Radiologic/gross pathologic DDx by location
Causes of lower lung fibrosis BAD RASH:[21]
- Bronchiolitis obliterans organizing pneumonia (BOOP).
- Asbestosis.
- Drugs (nitrofurantoin, hydralazine, isoniazid (INH), amiodarone).
- Rheumatologic disease.
- Aspiration.
- Scleroderma.
- Hamman-Rich syndrome (really should be -- interstital pulmonary fibrosis).
Note:
- Hamman-Rich syndrome is another name for acute interstitial pneumonia.[22]
Causes of upper lung fibrosis FASSTEN:[23]
- Farmer's lung.
- Ankylosing spondylitis.
- Sarcoidosis.
- Silicosis.
- Tuberculosis (miliary).
- Eosinophilic granuloma.
- Neurofibromatosis.
Prognosis
- The pattern and severity of fibrosis seems to be the most important factors prognostically - more important than the underlying cause (ILD, CVD, drug reaction etc.).[24][25]
Patterns of fibrosis:
- "Linear" - follows alveolar walls, no architectural distortion.
- UIP-like (honeycombing).
Disease with fibrosis
There are many of 'em.
Lymphocytic lesions of the lung
Diagnosis | Key histologic feature | Radiology | Other diagnostic |
Lymphocytic interstitial pneumonia | interstitial lymphoid cells, usu. no nodules | interstitial pattern | |
Follicular bronchiolitis/bronchitis | lymphoid cell around bronchioles / bronchus, normal parenchyma | interstitial pattern | |
Nodular lymphoid hyperplasia | abundant lymphoid cells in nodules | nodules /interstitial pattern | stains to exclude lymphoma; germinal centres do not exclude lymphoma |
Lymphoma (BALToma) | abundant lymphoid cells usu. in nodules | nodules / interstitial pattern | may require stains to prove, germinal centres may be present |
Lymphocytic interstitial pneumonia
Follicular bronchitis/bronchiolitis
General
- Similar to lymphocytic interstitial pneumonia (LIP).
- Overlaps with LIP.[26]
- Associated with the things seen in LIP;[27] however, associations may be less clear in children.[28]
Gross/radiology
- No distinct nodule or mass.
- Classically: increased reticular marking, i.e. interstitial pattern.

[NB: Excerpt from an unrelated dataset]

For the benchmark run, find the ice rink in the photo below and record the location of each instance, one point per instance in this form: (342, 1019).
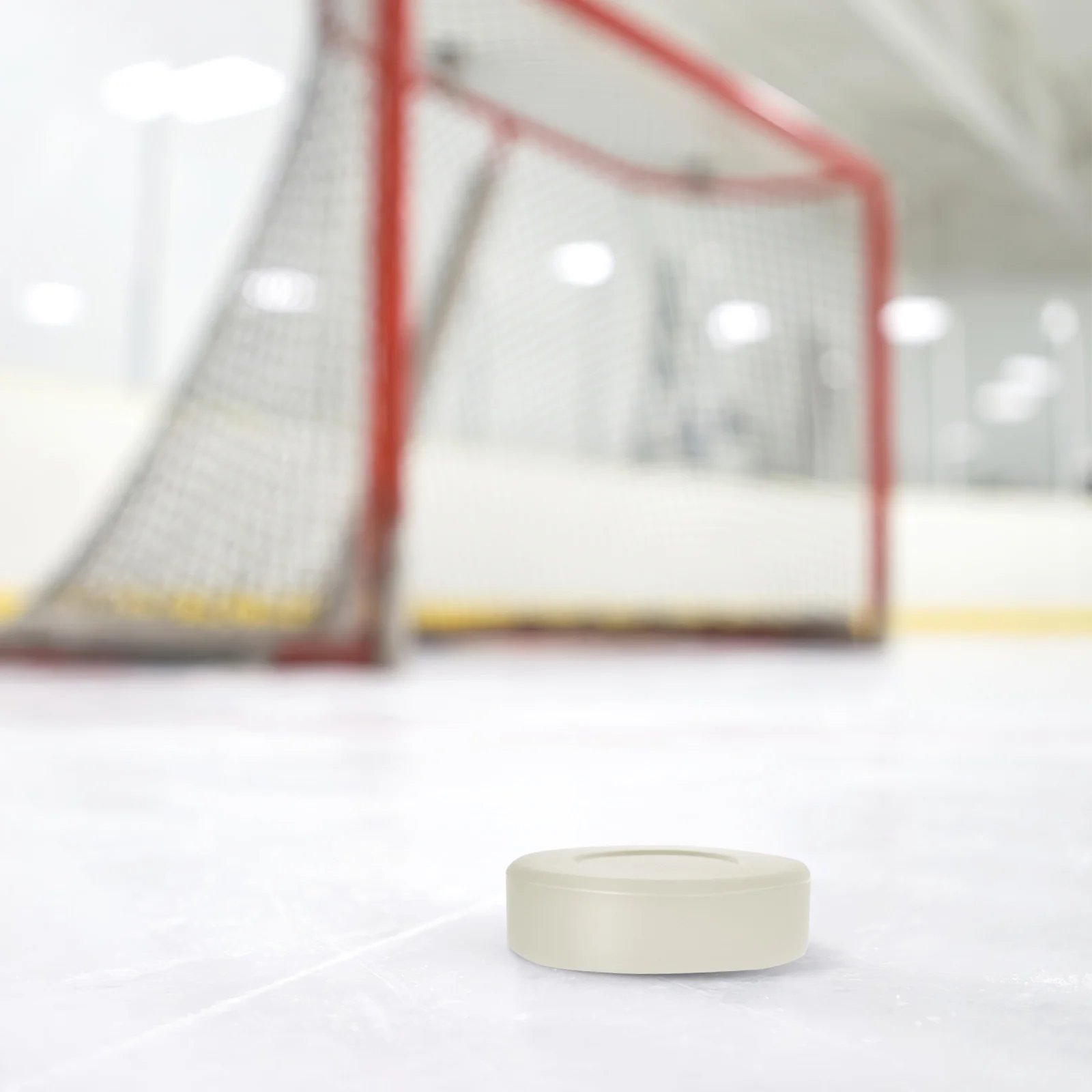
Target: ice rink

Images: Intersitial pattern - radiographs (ucsf.edu).
Microscopic
Features:[29]
- Peribronchiolar/peribronchial lymphoid nodules with:
- Reactive germinal centres.
- Lack of these should raise suspicion for lymphoma.
- Plasma cells.
- Reactive germinal centres.
- +/-Lymphoid nodules in the interlobular septa.
Notes:
- Lung parenchyma distant from nodule = normal; no lymphocytic infiltrate.
DDx:
- Lymphoma, specifically MALTomas/BALTomas.
- Lymphocytic interstitial pneumonia.
- Nodular lymphoid hyperplasia.
- This is determined in part by radiology; it has nodules radiographically.
Nodular lymphoid hyperplasia
General
Gross/radiology
- Has nodules radiographically.
Microscopic
Features:[29]
- Reactive lymphoid nodules.
Notes:[30]
- Presence of germinal centres do not exclude lymphoma - may still be a BALToma.
- BALT = bronchial/bronchus associated lymphoid tissue.
DDx:
- Lymphoma, specifically MALTomas/BALTomas.
- Lymphocytic interstitial pneumonia.
- Follicular bronchiolitis.
Smoking associated disease
- RB = respiratory bronchiolitis.
- RBILD = respiratory bronchiolitis interstitial lung disease.
- DIP = desquamative interstitial pneumonia.
- Eosinophilic granuloma (of lung) - AKA pulmonary langerhans cell histiocytosis.
All of the above are assoc. with smoking. RBILD & DIP are considered by many to be on a continuum, i.e. RBILD is early DIP.
Respiratory bronchiolitis
- Diagnosis is based on clinical criteria.
Microscopic
Features:
- Inflammation.
- No interstitial lung disease, i.e. no fibrosis.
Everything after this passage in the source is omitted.